When I watched Gail Bowen's Joanne Kilbourn transformed on a series of made-for-TV movies, Wendy Crewson wasn't my visualization of the character either. But there were so made changes to the original books -- location, profession, back-story -- that I watched them as something new, and Thoroughly enjoyed them.
I wonder how Maureen Jennings feels about Yannick Bisson playing Murdoch? They got it right with Saul Rubinek as Benny Cooperman. On the foreign screens, they really missed the mark with Henning Mankell's wonderful Wallander books but hey, Kenneth Branagh is so much fun to watch.
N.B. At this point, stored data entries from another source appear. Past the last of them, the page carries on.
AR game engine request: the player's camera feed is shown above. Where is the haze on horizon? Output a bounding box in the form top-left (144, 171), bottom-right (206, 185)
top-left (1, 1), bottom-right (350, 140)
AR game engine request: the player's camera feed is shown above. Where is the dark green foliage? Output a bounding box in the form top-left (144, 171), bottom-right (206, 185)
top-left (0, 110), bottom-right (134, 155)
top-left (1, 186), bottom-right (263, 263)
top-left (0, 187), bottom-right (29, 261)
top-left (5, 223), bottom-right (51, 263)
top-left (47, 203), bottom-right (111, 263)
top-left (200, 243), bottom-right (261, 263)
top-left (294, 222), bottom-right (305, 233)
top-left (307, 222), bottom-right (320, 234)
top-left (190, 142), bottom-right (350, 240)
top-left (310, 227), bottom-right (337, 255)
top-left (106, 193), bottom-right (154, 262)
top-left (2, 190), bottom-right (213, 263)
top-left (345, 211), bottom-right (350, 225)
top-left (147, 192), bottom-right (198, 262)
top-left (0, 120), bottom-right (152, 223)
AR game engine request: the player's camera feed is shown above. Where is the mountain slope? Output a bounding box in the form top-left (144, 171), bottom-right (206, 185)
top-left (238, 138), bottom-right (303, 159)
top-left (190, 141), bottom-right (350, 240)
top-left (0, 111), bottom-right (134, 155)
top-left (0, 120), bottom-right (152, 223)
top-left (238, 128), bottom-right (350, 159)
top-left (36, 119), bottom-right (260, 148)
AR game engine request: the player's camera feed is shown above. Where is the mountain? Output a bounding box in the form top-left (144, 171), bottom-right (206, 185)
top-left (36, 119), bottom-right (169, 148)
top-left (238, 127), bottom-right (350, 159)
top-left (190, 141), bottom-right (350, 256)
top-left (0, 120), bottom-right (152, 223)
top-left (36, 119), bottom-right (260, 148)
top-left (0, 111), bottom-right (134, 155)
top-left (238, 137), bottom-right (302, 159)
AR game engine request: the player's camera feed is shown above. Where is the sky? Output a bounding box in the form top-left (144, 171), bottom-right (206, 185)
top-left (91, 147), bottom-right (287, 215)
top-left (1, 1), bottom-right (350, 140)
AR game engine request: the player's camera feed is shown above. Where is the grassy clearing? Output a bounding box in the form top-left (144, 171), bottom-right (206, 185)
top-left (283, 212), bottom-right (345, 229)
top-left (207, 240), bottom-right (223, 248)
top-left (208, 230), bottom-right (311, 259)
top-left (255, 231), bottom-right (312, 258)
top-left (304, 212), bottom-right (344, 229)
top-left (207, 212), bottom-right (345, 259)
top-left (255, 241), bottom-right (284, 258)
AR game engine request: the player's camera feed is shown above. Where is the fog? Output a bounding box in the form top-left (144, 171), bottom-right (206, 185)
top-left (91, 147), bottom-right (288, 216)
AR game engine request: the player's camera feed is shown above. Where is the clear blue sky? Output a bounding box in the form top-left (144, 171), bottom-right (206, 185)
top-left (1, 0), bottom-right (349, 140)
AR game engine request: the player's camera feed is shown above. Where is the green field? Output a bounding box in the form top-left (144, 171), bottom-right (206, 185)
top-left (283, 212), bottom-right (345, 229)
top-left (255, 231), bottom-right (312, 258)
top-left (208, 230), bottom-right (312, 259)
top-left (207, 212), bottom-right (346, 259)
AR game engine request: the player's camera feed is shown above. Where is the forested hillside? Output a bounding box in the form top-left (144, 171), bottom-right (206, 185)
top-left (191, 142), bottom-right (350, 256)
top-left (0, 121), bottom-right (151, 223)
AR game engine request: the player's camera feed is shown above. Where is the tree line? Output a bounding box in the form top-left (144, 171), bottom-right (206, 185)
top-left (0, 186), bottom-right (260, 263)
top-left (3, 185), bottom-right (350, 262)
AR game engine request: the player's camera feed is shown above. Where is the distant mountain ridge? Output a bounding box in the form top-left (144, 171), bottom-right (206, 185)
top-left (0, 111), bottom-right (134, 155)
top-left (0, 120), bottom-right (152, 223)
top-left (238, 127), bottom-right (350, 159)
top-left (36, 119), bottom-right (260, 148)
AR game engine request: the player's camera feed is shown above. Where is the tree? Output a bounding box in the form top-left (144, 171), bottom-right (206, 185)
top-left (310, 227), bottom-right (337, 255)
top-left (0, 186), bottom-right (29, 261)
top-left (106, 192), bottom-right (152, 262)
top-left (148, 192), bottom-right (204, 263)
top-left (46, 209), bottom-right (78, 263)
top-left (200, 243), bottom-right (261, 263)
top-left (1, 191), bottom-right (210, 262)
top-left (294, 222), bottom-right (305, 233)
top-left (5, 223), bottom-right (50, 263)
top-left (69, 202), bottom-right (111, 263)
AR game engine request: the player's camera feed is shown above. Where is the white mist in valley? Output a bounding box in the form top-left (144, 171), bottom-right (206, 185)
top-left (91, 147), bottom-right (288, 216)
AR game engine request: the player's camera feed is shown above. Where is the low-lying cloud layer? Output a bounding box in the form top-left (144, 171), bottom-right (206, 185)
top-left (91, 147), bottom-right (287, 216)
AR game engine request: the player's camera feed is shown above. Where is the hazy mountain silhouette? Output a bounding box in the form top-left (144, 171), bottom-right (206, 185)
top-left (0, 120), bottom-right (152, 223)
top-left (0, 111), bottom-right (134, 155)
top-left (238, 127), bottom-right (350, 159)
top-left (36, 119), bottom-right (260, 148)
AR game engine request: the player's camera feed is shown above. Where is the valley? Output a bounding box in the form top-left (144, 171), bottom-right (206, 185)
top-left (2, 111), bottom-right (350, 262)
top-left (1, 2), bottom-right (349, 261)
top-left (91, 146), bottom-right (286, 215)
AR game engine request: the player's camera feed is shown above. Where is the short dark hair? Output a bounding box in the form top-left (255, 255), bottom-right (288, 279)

I haven't yet seen the American version of The Girl With the Dragon Tattoo, so no comment there.
With so many Canadian crime novels optioned for the TV screen, either a movies or series, (and there are several although most won't come to fruition if past practices are an indicator)...I'd be curious to know how these authors feel about turning their babies over to a screenwriter and to a producer who will decide on the embodiment of the main character.
But back to last night's discussion -- would you rather read the book first or see the movie first?